In a late Valentine’s Day present to stakeholders, shares of Zale Corp. (ZLC) are soaring on massive volume in Wednesday trading after the jewelry company agreed to be acquired by bigger rival Signet Jewelers Ltd. (SIG) for $690 million in cash to create a retail powerhouse in North America and Canada. The combined company will have more than 3,000 stores generating about $6.2 billion in annual sales.
Per the agreement, Signet will acquire all of the outstanding shares of Zale for $21 per share in cash, representing 41 percent premium to the Tuesday closing price of ZLC stock of $14.91. Including debt, the deal has an enterprise value of $1.4 billion.
Golden Gate Capital, which owns about 22 percent of Zale’s stock, has agreed to support the acquisition.
Zale Corporation, a 90-year-old, Dallas-based specialty retailer of diamond and other jewelry products, operates approximately 1,680 retail locations throughout the United States, Canada and Puerto Rico, as well as online. Brands under Zale’s umbrella include Zales Jewelers, Zales Outlet, Gordon's Jewelers, Peoples Jewellers, Mappins Jewellers and Piercing Pagoda.
Bermuda-based Signet is the largest specialty jewelry retailer in the U.S. and United Kingdom, with more than 1,400 stores in all 50 states. The best-known U.S. brands for Signet are Kay Jewelers and Jared The Galleria of Jewelry. In Britain, the company operates more than 500 stores, mostly under the H.Samuel and Ernest Jones monikers.
Excluding one-time costs, the acquisition is expected to be high single-digit percentage accretive to earnings in the first full fiscal year upon completion of the transaction. The merger is expected to generate synergistic savings of approximately $100 million annually.

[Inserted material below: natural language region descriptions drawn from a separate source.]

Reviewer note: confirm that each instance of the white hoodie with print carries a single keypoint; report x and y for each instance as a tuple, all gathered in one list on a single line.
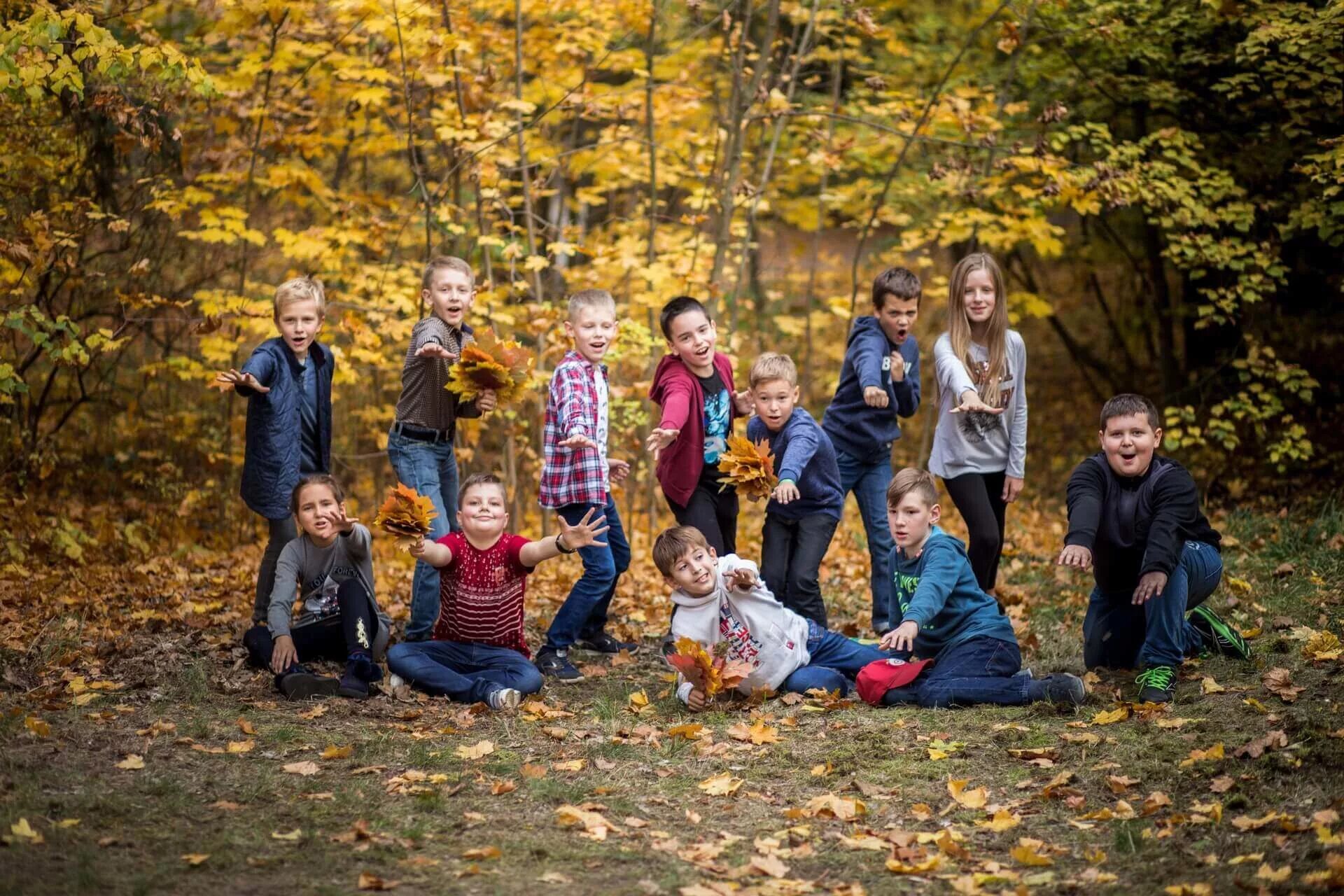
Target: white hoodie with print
[(758, 629)]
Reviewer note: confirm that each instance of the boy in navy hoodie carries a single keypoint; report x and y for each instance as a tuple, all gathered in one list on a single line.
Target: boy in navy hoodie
[(948, 618), (288, 382), (1135, 516), (806, 507), (879, 383)]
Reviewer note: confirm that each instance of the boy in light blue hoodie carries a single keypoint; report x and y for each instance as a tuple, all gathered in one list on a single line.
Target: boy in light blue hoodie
[(948, 618), (879, 383)]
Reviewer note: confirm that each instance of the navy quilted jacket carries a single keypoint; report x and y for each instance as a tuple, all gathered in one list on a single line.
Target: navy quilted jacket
[(270, 465)]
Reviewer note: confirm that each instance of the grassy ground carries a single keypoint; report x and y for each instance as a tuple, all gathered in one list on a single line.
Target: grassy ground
[(832, 797)]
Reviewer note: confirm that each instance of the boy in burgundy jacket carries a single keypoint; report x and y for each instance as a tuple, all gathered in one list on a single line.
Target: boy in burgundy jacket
[(694, 387)]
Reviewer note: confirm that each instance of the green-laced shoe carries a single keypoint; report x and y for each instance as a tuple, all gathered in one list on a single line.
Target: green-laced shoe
[(1219, 636), (1156, 684)]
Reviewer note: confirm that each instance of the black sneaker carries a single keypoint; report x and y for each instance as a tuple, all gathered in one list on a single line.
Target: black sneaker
[(305, 685), (1219, 637), (1058, 688), (603, 643), (1156, 684), (555, 664)]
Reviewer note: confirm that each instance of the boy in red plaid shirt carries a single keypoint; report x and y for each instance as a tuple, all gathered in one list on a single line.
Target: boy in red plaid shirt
[(577, 480)]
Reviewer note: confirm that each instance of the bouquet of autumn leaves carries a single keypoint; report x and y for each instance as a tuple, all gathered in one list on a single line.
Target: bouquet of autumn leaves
[(749, 468), (489, 363), (708, 675), (405, 514)]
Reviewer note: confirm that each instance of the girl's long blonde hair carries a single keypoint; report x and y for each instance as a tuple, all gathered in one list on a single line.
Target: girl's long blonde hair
[(958, 326)]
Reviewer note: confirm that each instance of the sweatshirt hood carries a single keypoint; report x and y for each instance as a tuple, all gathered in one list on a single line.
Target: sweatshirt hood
[(864, 326), (685, 599), (670, 368)]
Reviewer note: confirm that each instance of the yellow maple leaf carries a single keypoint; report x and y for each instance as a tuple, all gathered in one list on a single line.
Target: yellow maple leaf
[(749, 468)]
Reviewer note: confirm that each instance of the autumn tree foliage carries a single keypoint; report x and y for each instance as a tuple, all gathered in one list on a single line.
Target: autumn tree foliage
[(1161, 182)]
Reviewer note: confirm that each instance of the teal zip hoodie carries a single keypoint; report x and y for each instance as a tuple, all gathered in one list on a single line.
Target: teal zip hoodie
[(940, 593)]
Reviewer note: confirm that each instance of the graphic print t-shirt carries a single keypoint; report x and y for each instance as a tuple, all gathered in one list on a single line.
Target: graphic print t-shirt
[(986, 434), (482, 593), (717, 419)]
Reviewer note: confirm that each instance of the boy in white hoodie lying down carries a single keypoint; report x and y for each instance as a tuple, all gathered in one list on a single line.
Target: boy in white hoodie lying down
[(723, 599)]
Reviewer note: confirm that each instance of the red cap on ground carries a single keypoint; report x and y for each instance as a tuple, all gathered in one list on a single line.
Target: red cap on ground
[(881, 676)]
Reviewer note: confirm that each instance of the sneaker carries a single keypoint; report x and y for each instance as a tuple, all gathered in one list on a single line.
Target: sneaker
[(1059, 688), (1218, 636), (1156, 684), (603, 643), (305, 685), (555, 664), (354, 684)]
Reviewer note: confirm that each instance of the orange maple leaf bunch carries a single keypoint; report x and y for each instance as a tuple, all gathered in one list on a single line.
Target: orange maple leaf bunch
[(405, 514), (749, 468), (491, 363), (708, 675)]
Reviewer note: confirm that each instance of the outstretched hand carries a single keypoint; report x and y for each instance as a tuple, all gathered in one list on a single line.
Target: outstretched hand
[(339, 520), (1075, 555), (902, 637), (435, 349), (741, 580), (659, 440), (972, 403), (1149, 586), (585, 532), (238, 378)]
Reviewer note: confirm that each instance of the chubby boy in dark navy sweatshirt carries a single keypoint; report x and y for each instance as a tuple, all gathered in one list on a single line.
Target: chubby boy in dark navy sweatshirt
[(948, 618), (806, 507), (879, 383)]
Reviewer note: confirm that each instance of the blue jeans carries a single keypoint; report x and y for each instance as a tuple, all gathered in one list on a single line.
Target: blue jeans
[(430, 468), (1120, 636), (869, 482), (835, 662), (584, 613), (465, 672), (977, 671)]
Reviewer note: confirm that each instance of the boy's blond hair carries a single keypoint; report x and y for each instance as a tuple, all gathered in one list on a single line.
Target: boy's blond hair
[(445, 262), (911, 480), (675, 543), (772, 365), (590, 298), (300, 289)]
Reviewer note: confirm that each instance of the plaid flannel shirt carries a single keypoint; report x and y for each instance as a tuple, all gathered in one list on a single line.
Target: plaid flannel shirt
[(573, 476)]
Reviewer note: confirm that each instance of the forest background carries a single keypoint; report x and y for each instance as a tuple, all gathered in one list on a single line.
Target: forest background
[(1160, 181), (1163, 183)]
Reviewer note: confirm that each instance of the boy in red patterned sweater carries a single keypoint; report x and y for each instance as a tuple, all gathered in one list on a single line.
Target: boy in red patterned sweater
[(477, 653)]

No expected date for the closing of the transaction was offered and is still subject to shareholder and regulatory approvals.
"Having successfully completed our multi-year turnaround program to return to profitability, Signet's operating strengths will enable us to accelerate Zale's performance improvement for the benefit of our current and future guests," commented Theo Killion, chief executive of Zale, in a statement today. Killion will stay on board to run the Zale division, reporting to Mike Barnes, CEO of Signet.
Zale was hit hard by the Great Recession five years ago, but launched a restructuring plan in 2010 that included closing stores and letting go of employees that subsequently resulted in a recent return to operating in the black in 2013.
"This transformational acquisition further diversifies our businesses and extends our international footprint, opening the door to greater growth and innovation across the enterprise," stated Barnes.
Shares of ZLC have hopped ahead by 40.1 percent to near the buyout price. SIG stock isn’t too shabby either on the engagement news, surging 16.75 percent to an all-time high of $92.55 in Wednesday morning action.